Ch 2: Definition of Probability — Piech, Probability for CS

Chapter 0: Why Probability?

Someone tells you "there's a 30% chance of rain tomorrow." What does that actually mean? If tomorrow either rains or it doesn't — there's no 30% of a rainstorm — then what is this number measuring?

It turns out that humans didn't have a rigorous answer to this question until the 20th century. The word "probability" was used for centuries before anyone pinned down a formal definition. That definition, and the rules that follow from it, are the foundation of everything in this course.

This chapter covers three big ideas. First, the empirical definition of probability: run an experiment many times and count. Second, equally likely outcomes: a powerful shortcut when every outcome has the same chance. Third, the probability of "or": how to combine events, with the inclusion-exclusion principle as the workhorse formula.

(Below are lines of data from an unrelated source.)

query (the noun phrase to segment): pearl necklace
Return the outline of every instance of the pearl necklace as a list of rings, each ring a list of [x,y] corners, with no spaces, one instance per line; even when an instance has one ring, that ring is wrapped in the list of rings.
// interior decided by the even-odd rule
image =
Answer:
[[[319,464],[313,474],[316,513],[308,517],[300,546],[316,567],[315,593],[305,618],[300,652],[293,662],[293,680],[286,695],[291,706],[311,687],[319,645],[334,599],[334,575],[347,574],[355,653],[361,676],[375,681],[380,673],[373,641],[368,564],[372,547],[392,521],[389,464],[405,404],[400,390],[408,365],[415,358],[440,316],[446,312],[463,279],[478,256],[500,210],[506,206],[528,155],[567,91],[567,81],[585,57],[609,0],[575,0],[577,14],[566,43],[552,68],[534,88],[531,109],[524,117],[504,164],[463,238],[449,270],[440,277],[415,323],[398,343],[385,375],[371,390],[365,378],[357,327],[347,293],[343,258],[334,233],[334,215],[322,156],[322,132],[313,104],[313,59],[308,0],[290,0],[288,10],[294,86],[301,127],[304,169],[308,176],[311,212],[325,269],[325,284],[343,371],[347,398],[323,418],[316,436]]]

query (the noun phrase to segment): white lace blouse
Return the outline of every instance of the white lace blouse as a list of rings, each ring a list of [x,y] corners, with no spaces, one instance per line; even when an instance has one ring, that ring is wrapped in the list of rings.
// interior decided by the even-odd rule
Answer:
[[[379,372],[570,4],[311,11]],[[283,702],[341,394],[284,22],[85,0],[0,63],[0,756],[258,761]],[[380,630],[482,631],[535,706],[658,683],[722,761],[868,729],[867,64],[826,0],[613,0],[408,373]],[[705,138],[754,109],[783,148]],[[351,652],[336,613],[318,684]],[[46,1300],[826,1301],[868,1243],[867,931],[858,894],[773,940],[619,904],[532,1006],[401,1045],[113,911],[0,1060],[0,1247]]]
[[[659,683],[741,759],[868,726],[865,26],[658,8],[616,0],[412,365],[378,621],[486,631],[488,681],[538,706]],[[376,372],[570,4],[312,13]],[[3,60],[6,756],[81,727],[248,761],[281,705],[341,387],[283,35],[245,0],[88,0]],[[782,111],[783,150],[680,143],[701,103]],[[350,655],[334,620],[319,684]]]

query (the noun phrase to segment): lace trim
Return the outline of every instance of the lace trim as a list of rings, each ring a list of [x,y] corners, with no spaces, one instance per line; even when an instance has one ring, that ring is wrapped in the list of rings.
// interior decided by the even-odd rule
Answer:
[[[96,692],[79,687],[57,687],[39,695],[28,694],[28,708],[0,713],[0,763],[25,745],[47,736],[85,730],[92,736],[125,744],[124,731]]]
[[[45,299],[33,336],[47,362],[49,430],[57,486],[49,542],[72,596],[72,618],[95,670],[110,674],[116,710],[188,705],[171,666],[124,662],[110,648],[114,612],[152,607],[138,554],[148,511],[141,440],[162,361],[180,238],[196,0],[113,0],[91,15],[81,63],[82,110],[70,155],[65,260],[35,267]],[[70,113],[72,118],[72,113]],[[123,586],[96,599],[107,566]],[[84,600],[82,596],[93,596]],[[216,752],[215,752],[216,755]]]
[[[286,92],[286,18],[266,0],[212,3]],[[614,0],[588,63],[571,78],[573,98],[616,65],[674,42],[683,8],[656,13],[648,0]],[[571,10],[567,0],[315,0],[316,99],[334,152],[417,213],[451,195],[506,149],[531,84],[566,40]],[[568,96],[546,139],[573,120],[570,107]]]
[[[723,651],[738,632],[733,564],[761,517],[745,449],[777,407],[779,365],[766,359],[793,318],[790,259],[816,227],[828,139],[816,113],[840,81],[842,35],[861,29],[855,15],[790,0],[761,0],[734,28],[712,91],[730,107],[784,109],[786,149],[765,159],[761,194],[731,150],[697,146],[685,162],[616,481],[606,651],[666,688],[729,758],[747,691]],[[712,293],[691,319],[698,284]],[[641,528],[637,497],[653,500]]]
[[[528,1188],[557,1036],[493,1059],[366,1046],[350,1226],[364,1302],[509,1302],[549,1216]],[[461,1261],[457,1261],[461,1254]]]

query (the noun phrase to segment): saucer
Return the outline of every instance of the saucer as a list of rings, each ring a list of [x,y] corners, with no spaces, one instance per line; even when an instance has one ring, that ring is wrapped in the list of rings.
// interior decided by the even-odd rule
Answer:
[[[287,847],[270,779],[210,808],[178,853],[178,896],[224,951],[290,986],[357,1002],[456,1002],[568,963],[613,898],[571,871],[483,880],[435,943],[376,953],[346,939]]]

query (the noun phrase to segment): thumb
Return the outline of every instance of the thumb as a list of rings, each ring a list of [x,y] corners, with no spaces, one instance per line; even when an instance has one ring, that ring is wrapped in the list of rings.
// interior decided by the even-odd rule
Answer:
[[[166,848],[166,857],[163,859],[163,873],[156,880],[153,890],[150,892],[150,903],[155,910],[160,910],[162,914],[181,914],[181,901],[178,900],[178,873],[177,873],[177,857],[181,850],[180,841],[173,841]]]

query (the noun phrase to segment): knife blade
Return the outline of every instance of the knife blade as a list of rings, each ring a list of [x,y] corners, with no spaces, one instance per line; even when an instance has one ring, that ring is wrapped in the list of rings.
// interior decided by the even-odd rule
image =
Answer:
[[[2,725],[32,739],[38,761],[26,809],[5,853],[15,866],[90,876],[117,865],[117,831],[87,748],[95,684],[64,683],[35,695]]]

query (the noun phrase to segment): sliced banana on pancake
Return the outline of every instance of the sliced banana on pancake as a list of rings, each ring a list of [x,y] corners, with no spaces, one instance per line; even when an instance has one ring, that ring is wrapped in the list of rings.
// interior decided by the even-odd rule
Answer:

The core idea: Probability is a language for quantifying uncertainty. It's not that the world is inherently random — it's that we don't have complete information. Probability gives us a rigorous way to reason about what we believe will happen, given what we know.

Experiment

A repeatable process with uncertain outcomes

↓ run many trials

Frequency

count(Event) / n converges as n → ∞

↓ in the limit

Probability

A number in [0, 1] that satisfies Kolmogorov's axioms

Think of probability as a measuring tool. Just as a ruler measures length and a scale measures weight, probability measures how likely something is to happen. The measurement is always a number between 0 (impossible) and 1 (certain). Everything else in probability theory — conditional probability, Bayes' theorem, distributions — is built on top of this definition and three simple axioms.

Term	Meaning
Experiment	A repeatable process (flip a coin, roll a die, sample a user)
Sample Space S	The set of all possible outcomes
Event E	A subset of S that we care about
P(E)	A number in [0, 1] measuring the likelihood of E

Check: What does a probability of 0.30 fundamentally represent?

30% of the event will happen In the long run, ~30% of trials produce the event The event is 30% random

Chapter 1: The Empirical Definition

Here is the formal definition that took centuries to nail down. Suppose you perform n trials of an experiment. Let count(E) be the number of trials where event E occurs. Then:

P(E) = lim_n→∞ count(E) / n

In plain English: the probability of E is the fraction of trials that produce E, in the limit as you run infinitely many trials. With 10 coin flips you might get 7 heads (70%). With 1,000 flips you'll be closer to 50%. With a million flips, you'll be very close. The ratio converges to the true probability.

Key insight: This is sometimes called the "frequentist" definition. It ties probability to something concrete and observable — the long-run frequency of an event. You don't need to know the underlying mechanism. You just need to be able to repeat the experiment.

Let's see this convergence in action. The simulation below rolls a fair six-sided die repeatedly. The event E is "rolling a 5 or 6." The true probability is 2/6 ≈ 0.333. Watch how the empirical ratio oscillates wildly at first, then settles down as n grows.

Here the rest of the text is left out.